A laparoscopic appendectomy differs from an open appendectomy in that the surgeon makes a few small incisions in the abdomen then inserts a laparoscope into the incisions. Also known as keyhole surgery, this procedure is less intrusive than the last one and doctors can tie off the appendix with stitches before removing it. However, it depends on a number of factors which are decided by the surgeon performing the procedure at the time.
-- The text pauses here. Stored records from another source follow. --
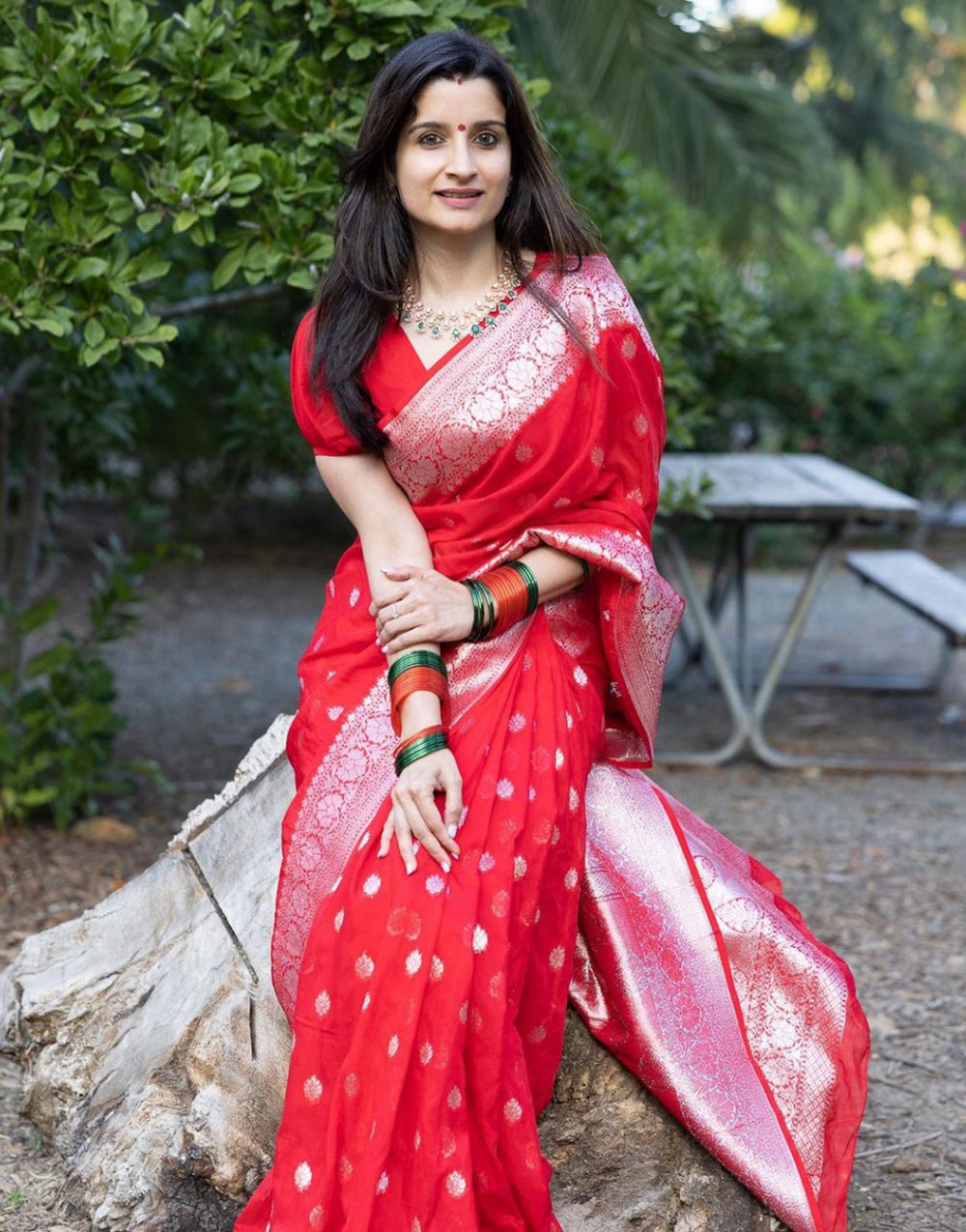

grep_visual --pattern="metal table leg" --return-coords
[658,528,752,766]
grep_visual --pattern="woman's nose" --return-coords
[447,133,477,179]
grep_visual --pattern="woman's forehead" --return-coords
[415,76,506,125]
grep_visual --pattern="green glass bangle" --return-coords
[389,650,446,686]
[506,560,540,616]
[395,731,448,775]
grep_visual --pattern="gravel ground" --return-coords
[0,517,966,1232]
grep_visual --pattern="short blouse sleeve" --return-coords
[290,308,365,457]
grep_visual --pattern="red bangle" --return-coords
[389,667,450,735]
[479,565,529,637]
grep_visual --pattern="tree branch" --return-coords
[0,355,41,588]
[152,282,292,321]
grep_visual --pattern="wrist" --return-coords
[399,690,442,738]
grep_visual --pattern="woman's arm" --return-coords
[316,453,463,873]
[373,547,584,655]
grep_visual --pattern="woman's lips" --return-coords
[437,188,483,210]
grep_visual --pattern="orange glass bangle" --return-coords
[389,667,450,735]
[479,565,529,636]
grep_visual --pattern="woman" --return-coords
[237,26,867,1232]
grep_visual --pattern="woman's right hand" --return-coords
[379,749,464,873]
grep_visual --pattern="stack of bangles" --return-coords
[388,560,590,775]
[464,560,552,642]
[389,650,450,775]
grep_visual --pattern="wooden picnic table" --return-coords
[656,453,921,767]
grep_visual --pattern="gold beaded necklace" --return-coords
[401,252,516,341]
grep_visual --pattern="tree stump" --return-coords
[0,716,777,1232]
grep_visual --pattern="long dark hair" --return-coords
[312,30,599,453]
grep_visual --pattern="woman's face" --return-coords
[395,77,510,241]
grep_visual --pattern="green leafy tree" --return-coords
[0,0,508,820]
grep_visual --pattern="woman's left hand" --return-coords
[370,565,473,654]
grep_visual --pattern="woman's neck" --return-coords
[412,232,502,308]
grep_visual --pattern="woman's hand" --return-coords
[370,565,473,654]
[377,749,464,873]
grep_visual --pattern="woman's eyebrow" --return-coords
[408,120,506,133]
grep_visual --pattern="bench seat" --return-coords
[845,550,966,646]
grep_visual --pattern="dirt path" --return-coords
[0,530,966,1232]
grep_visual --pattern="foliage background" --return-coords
[0,0,966,825]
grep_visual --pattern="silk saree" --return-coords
[237,256,867,1232]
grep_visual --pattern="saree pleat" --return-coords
[237,257,868,1232]
[238,601,604,1232]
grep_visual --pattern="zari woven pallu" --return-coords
[237,256,867,1232]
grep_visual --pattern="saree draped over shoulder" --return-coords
[237,256,867,1232]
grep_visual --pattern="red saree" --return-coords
[237,256,867,1232]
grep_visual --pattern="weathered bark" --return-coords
[0,717,775,1232]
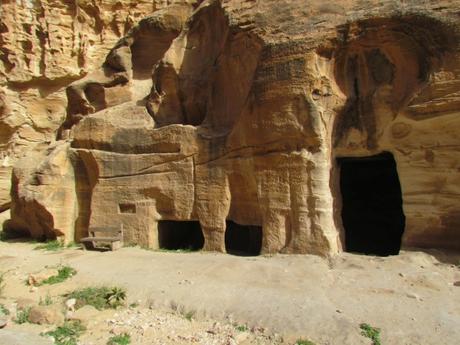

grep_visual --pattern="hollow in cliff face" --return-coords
[6,0,460,255]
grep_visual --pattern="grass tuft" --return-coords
[107,333,131,345]
[0,304,10,316]
[66,286,126,310]
[235,325,249,332]
[42,321,85,345]
[359,323,382,345]
[40,266,77,285]
[14,307,30,325]
[34,240,64,252]
[184,310,195,321]
[0,272,6,296]
[38,295,53,306]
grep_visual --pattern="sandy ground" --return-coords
[0,242,460,345]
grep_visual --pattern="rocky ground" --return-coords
[0,241,460,345]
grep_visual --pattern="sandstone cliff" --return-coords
[0,0,196,208]
[3,0,460,255]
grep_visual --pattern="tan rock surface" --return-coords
[0,0,199,207]
[0,242,460,345]
[5,0,460,255]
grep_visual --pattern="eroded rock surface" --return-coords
[6,0,460,255]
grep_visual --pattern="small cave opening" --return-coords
[337,152,405,256]
[225,221,262,256]
[158,220,204,251]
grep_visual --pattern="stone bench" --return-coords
[80,224,123,251]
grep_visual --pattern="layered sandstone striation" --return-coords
[0,0,193,209]
[5,0,460,255]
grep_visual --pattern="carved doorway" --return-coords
[337,152,405,256]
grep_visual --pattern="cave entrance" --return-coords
[158,220,204,251]
[225,221,262,256]
[337,152,405,256]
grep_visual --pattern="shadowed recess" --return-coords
[158,220,204,250]
[225,221,262,256]
[338,152,405,256]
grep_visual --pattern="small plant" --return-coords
[129,302,139,309]
[105,287,126,308]
[42,321,85,345]
[0,230,24,242]
[38,295,53,306]
[184,310,195,321]
[0,304,10,316]
[0,272,6,295]
[359,323,382,345]
[66,241,81,248]
[66,286,126,310]
[295,339,315,345]
[34,240,64,252]
[235,325,249,332]
[40,266,77,285]
[14,307,30,325]
[107,333,131,345]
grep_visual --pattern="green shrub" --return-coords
[66,286,126,310]
[42,321,85,345]
[38,295,53,305]
[359,323,382,345]
[184,310,195,321]
[107,333,131,345]
[40,266,77,285]
[0,304,10,316]
[0,272,6,296]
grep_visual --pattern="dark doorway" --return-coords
[158,220,204,250]
[225,221,262,256]
[338,152,405,256]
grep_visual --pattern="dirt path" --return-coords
[0,243,460,345]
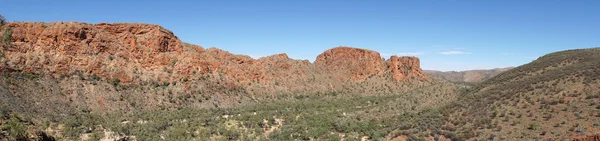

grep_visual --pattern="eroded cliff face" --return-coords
[0,22,426,83]
[315,47,427,82]
[315,47,385,81]
[0,22,429,114]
When it comes to invasive surgeries, the removal of an appendix is considered to be a painful one regarding the recovery period after the operation. Some people take days to even get the pain under control and regain the ability to comfortably consume liquids. While others need additional courses of antibiotics to ensure that an existing infection doesn’t spread to other parts of the body or other organs.
More Men than Women
While appendicitis only affects a low percentage of people, the National Institute of Diabetes and Digestive and Kidney Diseases says that it is the most common cause of abdominal pain that leads to surgery. Appendicitis most often occurs in people aged 10-30, but interestingly, it affects way more men than it does women, mainly during adolescence. However, there are steps that can be taken to lower one’s risk of potential appendicitis.
According to the institute, people can take steps to prevent the onset of appendicitis, mainly by watching what they eat and ensuring they consume healthy foods. A diet rich in fiber for example, with plenty of fruits and vegetables, is one piece of advice. Things like raspberries, apples, pears, artichokes, and broccoli are some suggested foods rich in fiber.
Stool buildup is one of the factors most responsible for appendicitis. Therefore, people who suffer from conditions associated with inflammation or infection of the bowels should work closely with their medical professional to ensure they don’t end up with a burst appendix. Thankfully, only about 1 in 100,000 people will die from appendicitis in the United States annually.
Most Common Surgery
As more than 250,000 appendectomies are performed annually, appendicitis is considered to be the most common abdominal surgical emergency in the United States today. The most common fatalities from the condition are infants and the elderly.
Peritonitis is Fatal
Peritonitis is a condition associated with appendicitis, as it is the result of it going undiagnosed or untreated. Peritonitis is the inflammation of the tissue that lines the inner wall of the abdomen and supports the abdominal organs. The condition is caused by infection from bacteria or fungi which often comes from the appendix area. If it gets to that stage the chance of a fatality is more than likely.
Ultimately, the takeaway lesson from this is that people experiencing severe stomach pains, especially in the lower-right quadrant of the abdomen, should immediately seek medical assistance or make their way to an emergency room. If that stomach pain is accompanied by vomiting or feeling sick, it’s probably a good idea to call 911 and tell them the symptoms. In this way, the potentially fatal eventuality of a burst appendix will not be something one has to endure.